The research team analyzed results from 40 different climate models. Using these models, the researchers considered the future evolution of Arctic sea-ice cover in a scenario with high future CO2 emissions and little climate protection. As expected, Arctic sea ice disappeared quickly in summer in these simulations. However, the new study finds that Arctic summer sea ice also disappears occasionally if CO2 emissions are rapidly reduced.
Within the CMCC, the Ocean modeling and Data Assimilation Division (ODA) contributed to the study of future sea ice variability.

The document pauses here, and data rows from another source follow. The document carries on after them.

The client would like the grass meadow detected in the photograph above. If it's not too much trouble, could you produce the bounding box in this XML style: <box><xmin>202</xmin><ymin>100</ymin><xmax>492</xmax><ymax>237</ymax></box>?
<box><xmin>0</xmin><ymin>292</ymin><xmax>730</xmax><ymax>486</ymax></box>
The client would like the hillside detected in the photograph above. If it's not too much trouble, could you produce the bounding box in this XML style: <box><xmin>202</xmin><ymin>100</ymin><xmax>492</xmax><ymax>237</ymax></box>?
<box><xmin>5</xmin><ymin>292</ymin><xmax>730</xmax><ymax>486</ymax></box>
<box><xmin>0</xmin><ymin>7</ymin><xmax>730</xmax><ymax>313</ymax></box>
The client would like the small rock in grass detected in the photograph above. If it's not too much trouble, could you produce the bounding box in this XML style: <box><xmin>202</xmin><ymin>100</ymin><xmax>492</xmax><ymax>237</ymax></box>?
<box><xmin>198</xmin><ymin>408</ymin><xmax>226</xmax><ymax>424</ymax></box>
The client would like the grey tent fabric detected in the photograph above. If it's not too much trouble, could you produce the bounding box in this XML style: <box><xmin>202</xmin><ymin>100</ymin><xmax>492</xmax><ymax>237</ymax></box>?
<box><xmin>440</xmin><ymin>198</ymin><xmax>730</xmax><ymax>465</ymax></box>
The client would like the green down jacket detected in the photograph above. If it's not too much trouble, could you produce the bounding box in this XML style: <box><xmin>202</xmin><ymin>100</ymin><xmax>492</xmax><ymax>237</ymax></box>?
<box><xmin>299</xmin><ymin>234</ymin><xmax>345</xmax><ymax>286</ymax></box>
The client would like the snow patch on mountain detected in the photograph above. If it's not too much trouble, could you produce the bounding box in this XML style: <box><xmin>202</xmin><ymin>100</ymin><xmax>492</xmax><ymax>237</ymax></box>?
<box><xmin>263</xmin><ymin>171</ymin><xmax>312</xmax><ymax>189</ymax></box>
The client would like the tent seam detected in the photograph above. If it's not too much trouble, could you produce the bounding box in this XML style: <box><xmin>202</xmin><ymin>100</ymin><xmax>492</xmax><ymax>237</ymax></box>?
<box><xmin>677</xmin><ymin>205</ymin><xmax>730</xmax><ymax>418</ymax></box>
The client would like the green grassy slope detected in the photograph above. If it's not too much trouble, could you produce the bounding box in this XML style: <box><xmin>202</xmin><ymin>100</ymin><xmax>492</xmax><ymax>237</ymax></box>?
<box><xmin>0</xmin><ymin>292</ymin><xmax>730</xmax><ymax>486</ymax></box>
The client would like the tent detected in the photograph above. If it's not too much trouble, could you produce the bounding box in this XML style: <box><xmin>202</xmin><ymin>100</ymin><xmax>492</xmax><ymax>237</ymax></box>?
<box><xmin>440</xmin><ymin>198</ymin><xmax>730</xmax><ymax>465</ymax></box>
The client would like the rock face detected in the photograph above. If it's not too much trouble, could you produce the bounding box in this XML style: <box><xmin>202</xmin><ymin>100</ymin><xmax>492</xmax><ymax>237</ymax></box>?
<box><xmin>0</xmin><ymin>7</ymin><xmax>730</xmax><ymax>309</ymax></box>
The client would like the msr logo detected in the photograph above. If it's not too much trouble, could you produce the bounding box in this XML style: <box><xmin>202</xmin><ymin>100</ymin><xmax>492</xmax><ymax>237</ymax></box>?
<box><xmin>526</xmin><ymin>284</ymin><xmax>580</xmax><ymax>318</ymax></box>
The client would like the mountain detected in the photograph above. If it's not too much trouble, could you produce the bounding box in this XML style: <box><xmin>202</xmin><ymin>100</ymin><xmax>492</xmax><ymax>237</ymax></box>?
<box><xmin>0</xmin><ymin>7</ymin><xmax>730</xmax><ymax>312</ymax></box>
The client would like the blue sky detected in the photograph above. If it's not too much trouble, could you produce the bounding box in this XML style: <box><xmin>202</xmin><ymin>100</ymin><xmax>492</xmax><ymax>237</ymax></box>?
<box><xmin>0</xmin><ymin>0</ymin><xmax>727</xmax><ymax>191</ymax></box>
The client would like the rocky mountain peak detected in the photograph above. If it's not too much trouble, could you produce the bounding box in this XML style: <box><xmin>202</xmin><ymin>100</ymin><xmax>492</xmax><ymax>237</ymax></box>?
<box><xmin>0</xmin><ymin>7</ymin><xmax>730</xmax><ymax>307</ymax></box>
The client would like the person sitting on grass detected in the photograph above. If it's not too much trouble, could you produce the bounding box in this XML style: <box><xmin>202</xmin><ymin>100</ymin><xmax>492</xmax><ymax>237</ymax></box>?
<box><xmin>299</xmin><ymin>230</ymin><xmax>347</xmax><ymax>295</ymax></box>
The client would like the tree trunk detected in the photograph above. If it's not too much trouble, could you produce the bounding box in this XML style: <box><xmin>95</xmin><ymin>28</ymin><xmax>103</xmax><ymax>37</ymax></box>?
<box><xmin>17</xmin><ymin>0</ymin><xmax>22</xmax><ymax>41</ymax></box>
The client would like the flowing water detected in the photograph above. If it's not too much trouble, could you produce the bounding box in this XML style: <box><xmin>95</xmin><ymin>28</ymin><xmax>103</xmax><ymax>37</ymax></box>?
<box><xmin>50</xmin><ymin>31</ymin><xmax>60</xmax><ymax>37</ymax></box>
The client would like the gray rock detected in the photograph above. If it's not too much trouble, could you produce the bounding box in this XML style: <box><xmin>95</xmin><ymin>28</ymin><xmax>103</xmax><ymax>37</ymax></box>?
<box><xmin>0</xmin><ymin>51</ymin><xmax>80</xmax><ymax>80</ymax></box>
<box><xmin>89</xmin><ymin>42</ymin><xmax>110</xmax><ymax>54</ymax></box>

As explained by CMCC scientist Dorotea Iovino, in “the majority of all models, they project that the Arctic will reach September ice free before the year 2050 in all scenarios.”
“If we reduce global emissions rapidly and substantially, and thus keep global warming below 2 degrees relative to preindustrial levels, arctic sea ice will nevertheless likely disappear occasionally in summer even before 2050. This really surprised us,” said Dirk Notz, the lead at the sea-ice research group at University of Hamburg, Germany, and coordinator of the study.
The North Pole is currently covered by sea ice all year round. Each summer, the area of the sea ice cover decreases, in winter it grows again. As a consequence of global warming, the overall area of the Arctic Ocean that is covered by sea ice has rapidly been reduced over the past few decades.